Salta a la vista que Neuman descree del viejo modelo de transmisión de la opinión, representado en ocasiones con la figura de la aguja hipodérmica que inyecta ideas y preferencias en el público. Los individuos no son tablas rasas que se exponen a la información política, sino que ven el mundo a través de sus creencias, afiliaciones, intereses. Indudablemente, las ideologías y la vinculación partidista juegan aquí un papel preponderante. Y va de suyo que los individuos difieren entre sí, lo que produce notables disparidades en el modo en que la información es procesada y en el impacto que produce: lo que indigna a uno es la alegría del otro.

Hablar de propaganda a la manera goebbelsiana sería, en consecuencia, inapropiado. Todos los procesos de comunicación están impregnados de la identidad y los intereses de distintos grupos sociales; toda ella es, entonces, comunicación «valenciada». O lo que es igual: todo contenido comunicativo tiene una valencia propia que resulta del hecho de que la comunicación humana es una conducta «interesada». Esto es especialmente cierto en la esfera pública: allí donde nos encontramos con los demás. Pero el individuo que se comunica con otros actúa con arreglo a patrones específicos: busca la familiaridad, persigue reforzar su identidad, se apoya en heurísticas o atajos interpretativos que no son reemplazados fácilmente. Por consiguiente:

Interpretamos mensajes complejos y polisémicos de forma que adquieran sentido para nosotros y refuercen nuestras identidades. Hablamos de tal manera que nuestras virtudes y valores se vean resaltadas. La comunicación humana, especialmente en la esfera pública, tiende así a ser comunicación valenciada.

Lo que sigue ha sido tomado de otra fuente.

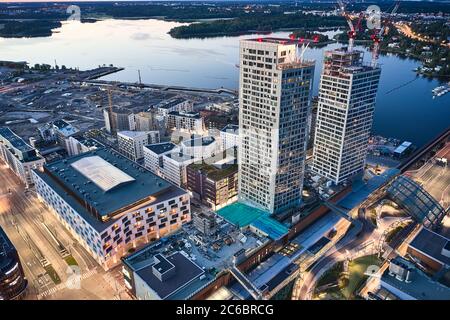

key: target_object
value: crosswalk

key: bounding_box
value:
[38,268,97,299]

De modo que Neuman nos exhorta a tomar más en serio la polisemia, una variable analítica central al estudio de la comunicación. ¡Alegría de semiólogos! Pero tiene razón: ¿acaso el texto polisémico y la respuesta a él, polisémica también, no son elementos constitutivos de cualquier proceso comunicativo? Por ejemplo: si un encuestador pregunta a un ciudadano dónde se sitúa en la escala ideológica, ¿sabe ese ciudadano lo que significa ser «conservador» o «progresista»? ¿Y se corresponde ese significado con el que le atribuyen otros encuestados? Seguramente no.

En conclusión, la polisemia es insoslayable; lo que significa que también lo es el conflicto. No puede ser casualidad que nuestras democracias liberales hayan mutado en democracias agonistas ?sin dejar por ello de ser liberales? en coincidencia con la explosión digital. Está bien, entonces, que los jóvenes recurran más de lo previsto a las cabeceras tradicionales para informarse. Pero moderemos nuestro entusiasmo: la deliberación pública ideal sigue sin ser de este mundo.